U niektórych osób następuje nagły głód, ponieważ THC stymuluje opuszkę węchową, co wzmacnia smak i zapach, sprawiając, że mózg zaczyna odczuwać głód.
Po około 30 minutach prawdopodobnie osiągasz szczyt haju, który może trwać od pięciu do sześciu godzin.
Uwaga: Twoja zdolność oceny sytuacji może być zaburzona nawet do 24 godzin, co może prowadzić do utraty pełnej koncentracji. Jeśli palisz dabbing (fajki i bonga), zazwyczaj trwa to od jednej do trzech godzin, ponieważ zaciągasz się szybko i intensywnie.
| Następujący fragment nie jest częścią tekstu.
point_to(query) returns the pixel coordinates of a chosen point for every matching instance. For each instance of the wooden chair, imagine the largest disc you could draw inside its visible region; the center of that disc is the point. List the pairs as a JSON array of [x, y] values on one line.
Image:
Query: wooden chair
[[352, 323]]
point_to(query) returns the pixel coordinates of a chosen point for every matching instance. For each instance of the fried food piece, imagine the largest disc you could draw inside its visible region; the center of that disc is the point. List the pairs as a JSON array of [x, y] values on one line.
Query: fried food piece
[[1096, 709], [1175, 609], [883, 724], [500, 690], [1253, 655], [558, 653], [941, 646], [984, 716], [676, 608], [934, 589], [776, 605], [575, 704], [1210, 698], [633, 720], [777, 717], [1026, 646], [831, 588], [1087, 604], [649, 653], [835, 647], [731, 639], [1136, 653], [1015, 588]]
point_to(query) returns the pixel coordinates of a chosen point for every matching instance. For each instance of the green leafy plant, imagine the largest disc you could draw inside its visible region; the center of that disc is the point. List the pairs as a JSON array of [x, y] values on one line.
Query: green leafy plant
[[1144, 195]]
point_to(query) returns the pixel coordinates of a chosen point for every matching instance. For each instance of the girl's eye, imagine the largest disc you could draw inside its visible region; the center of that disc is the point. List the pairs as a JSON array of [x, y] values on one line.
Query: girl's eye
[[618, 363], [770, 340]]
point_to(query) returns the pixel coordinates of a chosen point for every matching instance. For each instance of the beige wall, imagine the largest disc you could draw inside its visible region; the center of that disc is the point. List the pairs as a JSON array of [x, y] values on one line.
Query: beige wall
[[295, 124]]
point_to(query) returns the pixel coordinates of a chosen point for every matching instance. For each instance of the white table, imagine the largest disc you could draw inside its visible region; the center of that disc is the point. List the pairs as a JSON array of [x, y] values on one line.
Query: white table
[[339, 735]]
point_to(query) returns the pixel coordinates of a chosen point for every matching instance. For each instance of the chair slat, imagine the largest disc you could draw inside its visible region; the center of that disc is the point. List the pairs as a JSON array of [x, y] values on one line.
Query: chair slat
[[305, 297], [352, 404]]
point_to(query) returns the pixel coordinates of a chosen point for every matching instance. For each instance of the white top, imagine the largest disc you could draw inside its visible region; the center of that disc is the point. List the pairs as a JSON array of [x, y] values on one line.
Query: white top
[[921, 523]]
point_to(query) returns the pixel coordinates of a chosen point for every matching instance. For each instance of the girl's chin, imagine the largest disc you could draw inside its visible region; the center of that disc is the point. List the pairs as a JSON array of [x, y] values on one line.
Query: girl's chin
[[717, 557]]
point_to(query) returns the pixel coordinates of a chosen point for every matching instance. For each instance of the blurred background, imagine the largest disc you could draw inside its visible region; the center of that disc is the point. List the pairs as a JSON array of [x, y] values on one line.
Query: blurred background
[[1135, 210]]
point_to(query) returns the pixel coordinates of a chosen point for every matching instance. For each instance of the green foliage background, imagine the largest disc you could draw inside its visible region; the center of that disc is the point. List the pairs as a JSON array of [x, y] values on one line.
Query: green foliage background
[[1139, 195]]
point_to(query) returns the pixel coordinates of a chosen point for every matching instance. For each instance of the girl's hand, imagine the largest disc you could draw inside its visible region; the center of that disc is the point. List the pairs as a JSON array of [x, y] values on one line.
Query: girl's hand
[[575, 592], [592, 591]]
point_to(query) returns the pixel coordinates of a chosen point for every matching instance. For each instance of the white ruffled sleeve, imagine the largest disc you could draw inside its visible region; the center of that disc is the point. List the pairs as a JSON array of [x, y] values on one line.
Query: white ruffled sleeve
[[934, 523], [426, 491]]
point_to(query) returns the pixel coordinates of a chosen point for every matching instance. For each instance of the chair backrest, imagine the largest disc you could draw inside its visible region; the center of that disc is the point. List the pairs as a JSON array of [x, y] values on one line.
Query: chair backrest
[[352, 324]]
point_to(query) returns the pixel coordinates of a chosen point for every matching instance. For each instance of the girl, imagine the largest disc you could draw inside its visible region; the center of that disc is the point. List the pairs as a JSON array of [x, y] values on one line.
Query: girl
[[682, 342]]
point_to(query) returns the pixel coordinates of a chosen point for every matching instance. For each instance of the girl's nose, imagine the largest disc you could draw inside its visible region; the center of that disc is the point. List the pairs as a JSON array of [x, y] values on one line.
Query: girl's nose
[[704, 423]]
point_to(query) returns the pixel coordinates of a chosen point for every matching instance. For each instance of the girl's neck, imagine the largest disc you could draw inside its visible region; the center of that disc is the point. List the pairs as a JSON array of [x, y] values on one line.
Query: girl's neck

Reklasyfikacja marihuany w USA
„Departament Sprawiedliwości ogłosił dziś, że Prokurator Generalny złożył do Rejestru Federalnego zawiadomienie o proponowanym procesie legislacyjnym, inicjując formalny proces legislacyjny w celu rozważenia przeniesienia marihuany z listy I do listy III zgodnie z Ustawą o Substancjach Kontrolowanych (Controlled Substances Act, CSA)” – napisano w oświadczeniu wydanym w maju.
W oświadczeniu czytamy dalej: „Marihuana jest klasyfikowana jako narkotyk z listy I od czasu uchwalenia przez Kongres ustawy CSA w 1970 roku. 6 października 2022 roku prezydent Biden zwrócił się do Prokuratora Generalnego i Sekretarza Zdrowia i Opieki Społecznej (HHS) o przeprowadzenie naukowego przeglądu klasyfikacji marihuany w prawie federalnym.
„Po otrzymaniu rekomendacji HHS w sierpniu ubiegłego roku, Prokurator Generalny zwrócił się o poradę prawną do Biura Radcy Prawnego (OLC) Departamentu Sprawiedliwości w kwestiach związanych z tym procesem legislacyjnym. W świetle ustaleń medycznych i naukowych HHS oraz opinii prawnej OLC, Prokurator Generalny skorzystał z przysługujących mu na mocy prawa uprawnień do wszczęcia procesu stanowienia prawa w celu przeniesienia marihuany do załącznika III.

Jaka była odpowiedź Trumpa?
11 sierpnia prezydent Trump odpowiedział na pytania dotyczące reklasyfikacji, stwierdzając: „Rozważamy to. Niektórzy to lubią, inni nienawidzą – niektórzy nienawidzą całej idei marihuany, ponieważ jeśli szkodzi dzieciom, to szkodzi również osobom starszym od nich.
„Ale rozważamy reklasyfikację i podejmiemy decyzję w ciągu najbliższych, powiedziałbym, kilku tygodni – i miejmy nadzieję, że ta decyzja będzie słuszna”.

Co oznaczałaby reklasyfikacja dla marihuany?
Reklasyfikacja mogłaby oznaczać, że narkotyk będzie łatwiej dostępny na poziomie masowym, co ograniczyłoby czarny rynek.
Dr Carl Hart, psycholog i neurobiolog z Uniwersytetu Columbia, wyjaśnił w wywiadzie dla BBC News: „Gdy legalizuje się związek chemiczny, znacznie więcej osób skorzystałoby z legalnego rynku, po prostu dlatego, że jest on prosty i ludzie nie mają dostępu do czarnego rynku. Rynek nielegalny z pewnością by się skurczył”.